|
When I said HelloCup I was looking at a yacc based parser in a
language that didn't require me to handle my dirty pointers. Another
alternative to play with is Ruby which now has a yaccish parser
built in to the standard library - inevitably called racc. Racc has an interesting interplay between ruby and grammar
syntax. You define the grammar with a racc file which will generate
a parser class. Again I'll do my simple hello world case. The input text is
item camera
item laser
I'll populate item objects inside a catalog, using the following
model classes.
class Item
attr_reader :name
def initialize name
@name = name
end
end
class Catalog
extend Forwardable
def initialize
@items = []
end
def_delegators :@items, :size, :<<, :[]
end
Forwardable is a handy library that allows me to
delegate methods to an instance variable. In this case I delegate a
bunch of methods to the @items list.
I test what I read with this.
class Tester < Test::Unit::TestCase
def testReadTwo
parser = ItemParser.new
parser.parse "item camera\nitem laser\n"
assert_equal 2, parser.result.size
assert_equal 'camera', parser.result[0].name
assert_equal 'laser', parser.result[1].name
end
def testReadBad
parser = ItemParser.new
parser.parse "xitem camera"
fail
rescue #expected
end
end
To build the file and run the tests I use a simple rake file.
# rakefile...
task :default => :test
file 'item.tab.rb' => 'item.y.rb' do
sh 'racc item.y.rb'
end
task :test => 'item.tab.rb' do
require 'rake/runtest'
Rake.run_tests 'test.rb'
end
The racc command needs to be installed on your
system. I did it the easy way on Ubuntu with
apt-get. It takes the input file and creates one named
inputFileName.tab.rb. The parser grammar class is a special format, but one that's
pretty familiar to yaccish people. For this simple example it looks
like this:
#file item.y.rb...
class ItemParser
token 'item' WORD
rule
catalog: item | item catalog;
item: 'item' WORD {@result << Item.new(val[1])};
end
The tokens clause declares the token's we get from the lexer. I
use the string 'item' and WORD as a
symbol. The rule clause starts the production rules which are in the
usual BNF form for yacc. As you might expect I can write actions
inside curlies. To refer to the elements of the rule I use the
val array, so val[1] is the equivalent to
$2 in yacc (ruby uses 0 based array indexes, but I've
forgiven it). Should I wish to return a value from the rule
(equivalent to yacc's $$) I assign
it to the variable result. The most complicated part of using racc is to sort out the lexer.
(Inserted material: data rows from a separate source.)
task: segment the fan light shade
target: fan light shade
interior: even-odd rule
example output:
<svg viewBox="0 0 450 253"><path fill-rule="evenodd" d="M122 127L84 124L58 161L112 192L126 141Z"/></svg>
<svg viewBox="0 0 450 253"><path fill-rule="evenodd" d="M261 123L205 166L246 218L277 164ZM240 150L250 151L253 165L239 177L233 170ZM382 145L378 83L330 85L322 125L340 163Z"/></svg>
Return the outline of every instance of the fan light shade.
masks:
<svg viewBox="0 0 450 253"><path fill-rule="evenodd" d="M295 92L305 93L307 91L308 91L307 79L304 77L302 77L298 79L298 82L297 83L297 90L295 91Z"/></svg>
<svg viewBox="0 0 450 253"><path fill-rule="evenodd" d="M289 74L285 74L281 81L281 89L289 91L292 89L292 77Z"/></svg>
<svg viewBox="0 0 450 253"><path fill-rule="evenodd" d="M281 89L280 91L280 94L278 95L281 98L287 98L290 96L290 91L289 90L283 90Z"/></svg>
Racc expects to call a method that yields tokens, where each token is a
two-element array with the first element being the type of token
(matching the token declaration) and the second element the value
(what shows up in val - usually the text). You mark the
end of the token stream with [false, false]. The sample
code with racc uses regular expression matching on a string. A better
choice for most cases is to use StringScanner, which is
in the standard ruby library. I can use this scanner to convert a string into an array of tokens.
#file item.y.rb....
---- inner
def make_tokens str
require 'strscan'
result = []
scanner = StringScanner.new str
until scanner.empty?
case
when scanner.scan(/\s+/)
#ignore whitespace
when match = scanner.scan(/item/)
result << ['item', nil]
when match = scanner.scan(/\w+/)
result << [:WORD, match]
else
raise "can't recognize <#{scanner.peek(5)}>"
end
end
result << [false, false]
return result
endTo integrate the scanner into the parser, racc allows you to
place code into the generated parser class. You do this by adding code
to the grammar file. The declaration ---- inner marks the
code to go inside the generated class (you can also put code at the
head and foot of the generated file). I'm calling a parse
method in my test, so I need to implement that.
#file item.y.rb....
---- inner
attr_accessor :result
def parse(str)
@result = Catalog.new
@tokens = make_tokens str
do_parse
end
The do_parse method initiates the generated
parser. This will call next_token to get at the next
token, so we need to implement that method and include it in the
inner section.
#file item.y.rb....
---- inner
def next_token
@tokens.shift
end
This is enough to make racc work with the file. However as I play
with it I find the scanner more messy than I would like. I really
just want it to tell the lexer what patterns to match and what to
return with them. Something like this.
#file item.y.rb....
---- inner
def make_lexer aString
result = Lexer.new
result.ignore /\s+/
result.keyword 'item'
result.token /\w+/, :WORD
result.start aString
return result
end
To make this work I write my own lexer wrapper over the base
functionality provided by StringScanner. Here's the code to set up
the lexer and and handle the above configuration.
class Lexer...
require 'strscan'
def initialize
@rules = []
end
def ignore pattern
@rules << [pattern, :SKIP]
end
def token pattern, token
@rules << [pattern, token]
end
def keyword aString
@rules << [Regexp.new(aString), aString]
end
def start aString
@base = StringScanner.new aString
end
To perform the scan I need to use StringScanner to compare the
rules against the input stream.
class Lexer...
def next_token
return [false, false] if @base.empty?
t = get_token
return (:SKIP == t[0]) ? next_token : t
end
def get_token
@rules.each do |key, value|
m = @base.scan(key)
return [value, m] if m
end
raise "unexpected characters <#{@base.peek(5)}>"
end
I can then alter the code in the parser to call this lexer
instead.
#file item.y.rb....
---- inner
def parse(arg)
@result = Catalog.new
@lexer = make_lexer arg
do_parse
end
def next_token
@lexer.next_token
end As well as giving me a better way to define the rules, this also
allows the grammar to control the lexer because it's only grabbing
one token at a time - this would give me a mechanism to implement
lexical states later on. On the whole racc is pretty easy to set up and use - providing
you know yacc. The documentation is on the minimal side of
sketchy. There's a simple manual on the website and some sample
code. There's also a very helpful presentation on racc. I also
got a few tips from our Mingle team who've used it for a nifty customization language inside Mingle.
|